De son club de quartier de Yaoundé à la Ligue des champions, le milieu de terrain camerounais de Marseille Stéphane Mbia enchaîne les étapes vers le haut niveau à vitesse soutenue, conformément à un "plan de carrière" très arrêté.
Mbia, 23 ans, n'en a que six lorsque son entraîneur vient un soir "supplier" son père de le laisser disputer un match, rétif à l'idée de voir son fils s'adonner au football plutôt qu'à l'école.
"Chaque fois que je lui demandais une paire de chaussures, il me demandait d'abord d'être bon à l'école, alors qu'il achetait des trucs à mes frères. J'étais un peu le raté de la famille", rigole aujourd'hui le néo-Marseillais.
Le père accède finalement au voeu du fils. Mbia marque un but avec Eco Foot, petit club de Yaoundé. Il jouait alors attaquant, avec son "meilleur ami" Jules Stéphane Goda, aujourd'hui gardien de Bastia (L2). Il était au-dessus du lot. "C'est de là que tout est parti", dit-il, pas peu fier, affirmant vouloir retrouver "coach Kiri" -il serait en France- pour lui dire que "c'est grâce à lui" qu'il en est là aujourd'hui.
A Douala, la solitude
La réputation de Mbia est lancée. Elle lui vaut d'être recruté, à 13 ans, à la Kadji Sport Academy (KSA) de Douala, la capitale économique du pays. Créée par l'homme d'affaires Joseph Kadji Defosso, puissant industriel ayant fait fortune dans les brasseries, cet internat-centre de formation est un tremplin potentiel vers le football européen et ses promesses financières.

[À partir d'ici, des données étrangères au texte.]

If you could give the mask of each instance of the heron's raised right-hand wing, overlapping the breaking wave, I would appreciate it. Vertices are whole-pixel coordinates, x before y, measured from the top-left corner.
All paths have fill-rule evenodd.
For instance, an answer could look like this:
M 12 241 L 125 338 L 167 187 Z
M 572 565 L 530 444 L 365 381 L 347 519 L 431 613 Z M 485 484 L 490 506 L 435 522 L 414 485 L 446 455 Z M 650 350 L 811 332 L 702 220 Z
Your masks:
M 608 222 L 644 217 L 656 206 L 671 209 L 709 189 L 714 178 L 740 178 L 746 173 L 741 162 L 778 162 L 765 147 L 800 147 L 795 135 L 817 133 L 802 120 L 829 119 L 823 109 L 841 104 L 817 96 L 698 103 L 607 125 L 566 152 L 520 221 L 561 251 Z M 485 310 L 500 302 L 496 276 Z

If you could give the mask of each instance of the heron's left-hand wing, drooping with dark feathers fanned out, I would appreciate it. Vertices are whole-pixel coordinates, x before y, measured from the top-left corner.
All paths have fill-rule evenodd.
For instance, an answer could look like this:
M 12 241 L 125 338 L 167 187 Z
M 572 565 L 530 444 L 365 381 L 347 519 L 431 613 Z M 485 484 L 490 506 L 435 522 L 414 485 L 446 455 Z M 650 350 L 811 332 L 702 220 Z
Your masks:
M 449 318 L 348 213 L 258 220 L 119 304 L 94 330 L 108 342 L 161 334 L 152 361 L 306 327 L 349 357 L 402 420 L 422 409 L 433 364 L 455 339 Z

"Ils voulaient que je fasse un essai. Dès le deuxième jour, j'avais tous les équipements", se souvient Mbia, dont l'arrivée coïncide avec le départ de Samuel Eto'o pour le Real Madrid: "C'était déjà une star, c'est devenu un grand frère, humble, ouvert aux autres, loin de l'image que les gens en ont parfois".

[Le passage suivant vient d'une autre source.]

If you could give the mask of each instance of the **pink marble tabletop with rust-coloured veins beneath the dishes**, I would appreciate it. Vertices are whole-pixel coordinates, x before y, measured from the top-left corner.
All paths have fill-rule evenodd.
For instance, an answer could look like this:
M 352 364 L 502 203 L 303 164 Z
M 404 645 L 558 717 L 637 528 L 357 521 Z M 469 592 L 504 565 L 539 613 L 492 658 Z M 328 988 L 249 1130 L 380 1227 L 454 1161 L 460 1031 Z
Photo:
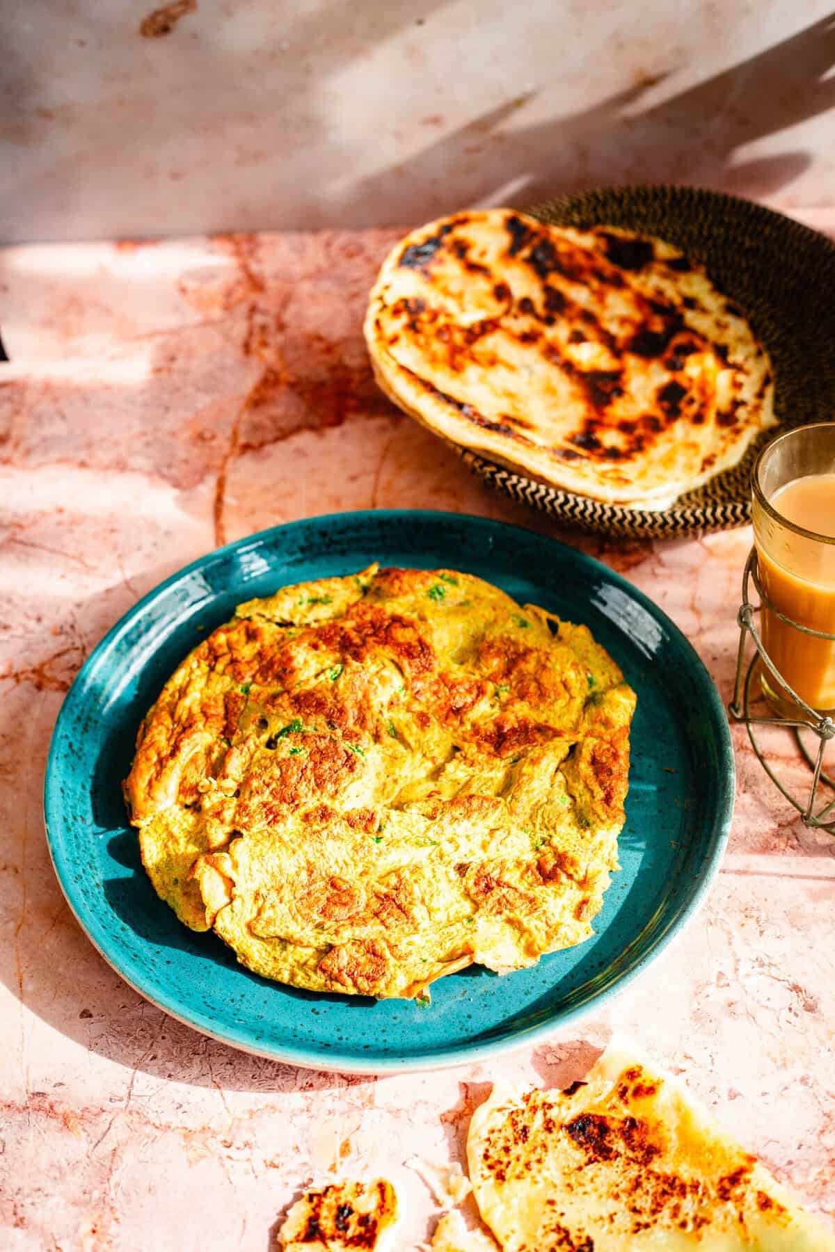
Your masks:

A Douala, loin des siens, le néo-Marseillais a "vraiment galéré", se retrouvant "seul". C'était "à la fois le moment le plus dur et le tournant de ma vie, j'y pense souvent quand j'entre sur un terrain aujourd'hui. Le gros mental que j'ai vient de là", assure le milieu défensif, réputé coriace sur la pelouse.
A 16 ans, il se fait pourtant renvoyer de la KSA, pour son refus de signer en deuxième division camerounaise: "il était hors de question de jouer au Cameroun".
La Bretagne, à 17 ans
Retour à Yaoundé. Pas pour longtemps: l'entraîneur national des moins de 17 ans le convoque pour le Mondial en Finlande en 2003. Où des émissaires de Rennes le repèrent.

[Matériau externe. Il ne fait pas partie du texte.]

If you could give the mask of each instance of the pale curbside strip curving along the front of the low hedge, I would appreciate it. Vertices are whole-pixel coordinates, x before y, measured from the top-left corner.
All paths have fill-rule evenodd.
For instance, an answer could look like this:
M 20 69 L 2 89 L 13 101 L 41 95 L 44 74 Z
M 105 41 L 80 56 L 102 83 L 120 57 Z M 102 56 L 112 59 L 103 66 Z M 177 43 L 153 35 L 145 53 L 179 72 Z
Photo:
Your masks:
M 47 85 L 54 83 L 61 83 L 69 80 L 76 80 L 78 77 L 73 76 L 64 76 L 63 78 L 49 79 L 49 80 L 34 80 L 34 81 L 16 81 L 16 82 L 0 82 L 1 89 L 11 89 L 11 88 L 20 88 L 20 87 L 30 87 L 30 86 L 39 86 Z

Le voici à 17 ans en Bretagne, en mode accéléré: l'essai se transforme illico en contrat avec le centre de formation. "Un rêve", pour ce déraciné qui fréquente l'attaquant nigérian John Utaka. Il l'admirait encore à la télévision peu de temps avant.
Six mois après, il passe professionnel. Le coach de Rennes, Laszlo Bölöni, l'en informe au lendemain d'un match d'entraînement entre l'équipe une et la réserve, où il fête un but sur coup franc en dansant sous les yeux du redouté entraîneur roumain. "On avait tous un peu peur de lui, ils m'ont pris pour un fou !". Mbia passera six ans en Bretagne.
Recruté par l'OM en août pour 12 millions d'euros, il se dit qu'il a signé "dans le plus grand club de France". Ses débuts sont plutôt satisfaisants, même s'il manque parfois de concentration. Mais il reste sûr de son fait: "Si je suis performant ici, je sais que je vais aller dans un très, très grand club. Mon plan de carrière est déjà fait. Mon rêve, c'est Manchester United".